La stanchezza di tutta la giornata e la totale solitudine mi colpirono dritta come un pugno nello stomaco e mi tolsero ogni forza. Accesi la luce della cucina e mi sedetti al tavolo, trascinandomi dietro lo zaino. Iniziai a svuotarlo con una lentezza che nei miei momenti di “up” avrei definito esasperante e cercai il mio diario. Non era in realtà proprio il mio diario, era un piccolo quaderno vuoto e rilegato in cuoio, con delle belle pagine ingiallite, quasi troppo belle per essere massacrate dalla mia scrittura a zampe di gallina. L'avevo acquistato perché mi piaceva e perché lo psicologo mi aveva dato come compito quello di annotare i miei sbalzi d'umore e i miei stati d'animo nel così detto “diario terapeutico”, solo la parola mi faceva venire la nausea.
Aprii il diario, nel silenzio immobile della casa e fissai le pagine bianche. Per iniziare mi sarebbe servito qualcosa con cui scrivere; mi allungai verso il mio astuccio e tirai fuori una penna biro nera. Rimasi ancora a guardare le pagine candide, sfogliandole, quasi cercando qualcosa, decisi allora che forse un bel biscotto mi avrebbe dato la giusta ispirazione. Mi alzai, aprii la dispensa e dopo aver aperto la busta ne addentai uno con gocce di cioccolata fondente (delizioso), mi versai un bicchiere di latte e con ancora il biscotto in bocca e il bicchiere in mano mi voltai verso il diario.  

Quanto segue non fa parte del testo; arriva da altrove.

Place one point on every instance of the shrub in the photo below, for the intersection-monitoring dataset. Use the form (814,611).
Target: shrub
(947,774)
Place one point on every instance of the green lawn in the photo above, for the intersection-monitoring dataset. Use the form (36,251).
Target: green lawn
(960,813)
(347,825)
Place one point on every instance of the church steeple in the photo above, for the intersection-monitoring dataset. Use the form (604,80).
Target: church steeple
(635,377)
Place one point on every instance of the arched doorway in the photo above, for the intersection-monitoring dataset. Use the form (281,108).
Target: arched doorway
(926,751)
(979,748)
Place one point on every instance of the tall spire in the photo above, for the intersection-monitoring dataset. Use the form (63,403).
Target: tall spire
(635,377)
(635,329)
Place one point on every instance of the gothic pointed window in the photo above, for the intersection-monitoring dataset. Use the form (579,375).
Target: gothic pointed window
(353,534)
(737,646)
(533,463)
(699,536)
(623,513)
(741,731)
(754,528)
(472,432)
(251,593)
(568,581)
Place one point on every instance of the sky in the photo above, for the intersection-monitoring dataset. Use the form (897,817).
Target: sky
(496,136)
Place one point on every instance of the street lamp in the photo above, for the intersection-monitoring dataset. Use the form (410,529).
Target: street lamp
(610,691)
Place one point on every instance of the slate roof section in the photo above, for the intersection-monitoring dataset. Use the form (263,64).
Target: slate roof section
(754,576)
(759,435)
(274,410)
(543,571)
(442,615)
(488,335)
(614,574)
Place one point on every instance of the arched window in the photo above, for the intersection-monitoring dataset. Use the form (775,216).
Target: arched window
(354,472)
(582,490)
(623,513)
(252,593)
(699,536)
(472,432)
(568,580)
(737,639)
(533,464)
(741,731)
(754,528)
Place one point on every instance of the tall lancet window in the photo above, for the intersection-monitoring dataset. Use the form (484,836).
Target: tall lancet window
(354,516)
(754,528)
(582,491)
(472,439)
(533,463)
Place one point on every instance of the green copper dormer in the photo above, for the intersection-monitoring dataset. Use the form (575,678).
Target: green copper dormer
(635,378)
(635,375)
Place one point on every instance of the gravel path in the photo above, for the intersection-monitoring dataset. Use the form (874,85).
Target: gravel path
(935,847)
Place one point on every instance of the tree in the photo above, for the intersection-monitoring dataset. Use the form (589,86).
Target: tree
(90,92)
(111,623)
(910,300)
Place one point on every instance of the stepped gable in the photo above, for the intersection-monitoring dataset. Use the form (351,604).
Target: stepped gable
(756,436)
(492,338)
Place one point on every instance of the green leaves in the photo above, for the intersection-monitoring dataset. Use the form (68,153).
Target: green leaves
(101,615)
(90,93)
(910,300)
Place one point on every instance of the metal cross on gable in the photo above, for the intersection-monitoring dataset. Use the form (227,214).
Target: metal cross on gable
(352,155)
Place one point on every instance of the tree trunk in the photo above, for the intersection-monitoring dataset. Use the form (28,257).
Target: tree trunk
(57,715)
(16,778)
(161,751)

Un urlo proruppe dalla mia gola e feci cadere a terra il biscotto, seguito a ruota dal bicchiere che si frantumò sul pavimento, spargendo il liquido bianco ovunque. Sbattei gli occhi più volte e cercai di mettere a fuoco il diario, ma la situazione non cambiò. Le pagine non erano più vuote, una grafia ordinata e scorrevole si estendeva per tutta la prima metà del foglio, continuando ad apparire e prendere sempre più spazio nella pagina, come se una mano invisibile stesse scrivendo al posto mio. Piuttosto terrorizzata presi la prima cosa che mi ritrovai vicino, una paletta di plastica, se fosse stato un film di zombie probabilmente sarei già morta. Mi avvicinai con cautela alla sedia, con il timore di sentire qualche presenza. Agitai convulsamente la paletta davanti a me facendo un passo alla volta verso il tavolo, ma non c'era nessuno, solo il mio diario che, a quanto pare, aveva preso vita. Per un attimo pensai che si trattasse di una visione. Mi avevano detto di non essere un soggetto mentalmente instabile, ma tutto quello che in quel momento si stava svolgendo davanti ai miei occhi mi fece venire il dubbio che avessero preso una bella cantonata. Mi avvicinai ancora di più, ma non potevo avere dubbi, quelle scritte erano reali, lo sentivo, lo vedevo… non erano frutto dell'immaginazione di una folle. Mi allungai stringendo ancora la paletta in mano e iniziai a leggere:

21 Maggio, ore 18:00.

Forse sono l'unico studente al mondo che odia tornare a casa. Forse solo l'unico che vorrebbe restare tutto il giorno chiuso in quella scuola, circondato da persone leggere ed allegre, che non sanno veramente come è la vita, ma che a volte mi aiutano a dimenticare... forse sono l'unico che odia ogni attimo passato tra queste mura, l'unico che sente la propria casa come il luogo meno sicuro sulla faccia della terra, che è terrorizzato dai passi del proprio padre e che ogni volta che apre la porta d'ingresso decide con quanta velocità scappare nella propria stanza in base all'odore di alcool che aleggia nell'aria. Vorrei essere come loro, vorrei vedere tutto in modo diverso, senza questo alone di consapevolezza che noi non abbiamo nessuno scopo, che nulla ha senso.

“ Oggi è 21 Maggio...” guardai l'orologio appeso in cucina, segnava le ore 18:05 “Ok, Huston abbiamo un problema.”